Jean-Louis Schilansky, president of the French Union of Petroleum Industries, told the French newspaper Le Monde that “the Iranian decision has no practical, direct consequences” for France, which since 2011 “practically stopped importing Iranian oil.”
Iran is deeply dependent for foreign currency from oil sales, which supply more than 50 percent of the national budget and account for 80 percent of exports. Iran produces about 3.5 million barrels a day and exports about 2.5 million, 70 percent of that to Asia.
The 27 nations of the European Union are a big customer as a whole, representing about 18 percent of Iran’s exports.
But Britain and Germany get only about 1 percent of their oil from Iran, and France gets only about 3 percent from there. Other European countries, like Greece, Italy and Spain, are much more reliant on Iranian oil. Greece, for instance, gets about one-third of its oil from Iran, while Italy and Spain each get about 13 percent, according to European Union figures.
Greece, Italy and Spain were more reluctant than Britain, France and Germany to vote for rapid oil and banking sanctions against Iran.
Britain, France and Germany are also the European nations negotiating with Iran on its nuclear program in the talks that also include the United States, Russia and China and are presided over by the European Union’s policy chief, Catherine Ashton.
France and Britain have pushed hard to increase sanctions against Iran to get it to stop nuclear enrichment in what many in the West believe to be an Iranian program to build a nuclear weapon. The sanctions are part of a dual-track strategy that combines pressure with negotiations. Germany, however, has explicitly opposed any military action against Iran, while Britain and France, like the United States and Israel, have refused to rule out military action.

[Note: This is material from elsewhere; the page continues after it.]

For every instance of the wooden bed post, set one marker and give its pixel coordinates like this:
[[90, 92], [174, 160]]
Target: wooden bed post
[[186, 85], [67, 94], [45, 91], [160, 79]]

Iran denies that its nuclear program has any military intent, but it has flouted repeated Security Council resolutions requiring it to stop nuclear enrichment and cooperate fully with the International Atomic Energy Agency. Merging conciliation with threat, Iran has recently boasted that it was about to start a vast new array of centrifuges to enrich uranium deep in a mountain that would be very difficult to bomb, while it has renewed its call for negotiations after a gap of a year.
French officials believe the threat of new sanctions and the bite of older ones, together with the travails of the Syrian government and the hints of military action coming from Israel, are bringing Iran back to the table. They are concerned, however, that the Iranian offer for talks is simply another way to buy time while the centrifuges continue to turn. They also fear that if the talks fail, a military strike on Iran may follow.
Last week, Iran sent a letter to Ms. Ashton calling for a new round of negotiations with the group of six, in response to a letter from her on Oct. 17. The Iranian letter, from the country’s nuclear negotiator, Saeed Jalili, declared Iran’s “readiness for dialogue” at “the earliest possibility.” The letter, which was vague but did not contain preconditions, was greeted by Ms. Ashton and Secretary of State Hillary Rodham Clinton with a mixture of optimism and skepticism.
French officials have said that Iran must agree to talks that center on the key issue: its nuclear program and the calls by the Security Council to stop it. The last round of talks ended a year ago when Mr. Jalili demanded that the United Nations first lift all sanctions and acknowledge Iran’s “right to enrich” uranium before talks could begin. The demands were unacceptable, and the six say that the Nuclear Nonproliferation Treaty contains no “right to enrich,” only the right to peaceful nuclear energy.
The French foreign minister, Alain Juppé, said last week that the European Union would carry out its sanctions with determination. “Iran continues to develop a military nuclear program, we are convinced,” he said Wednesday. “We say to Iran that the path for dialogue remains open, but if it’s not engaged, then the sanctions will be enforced with great firmness.”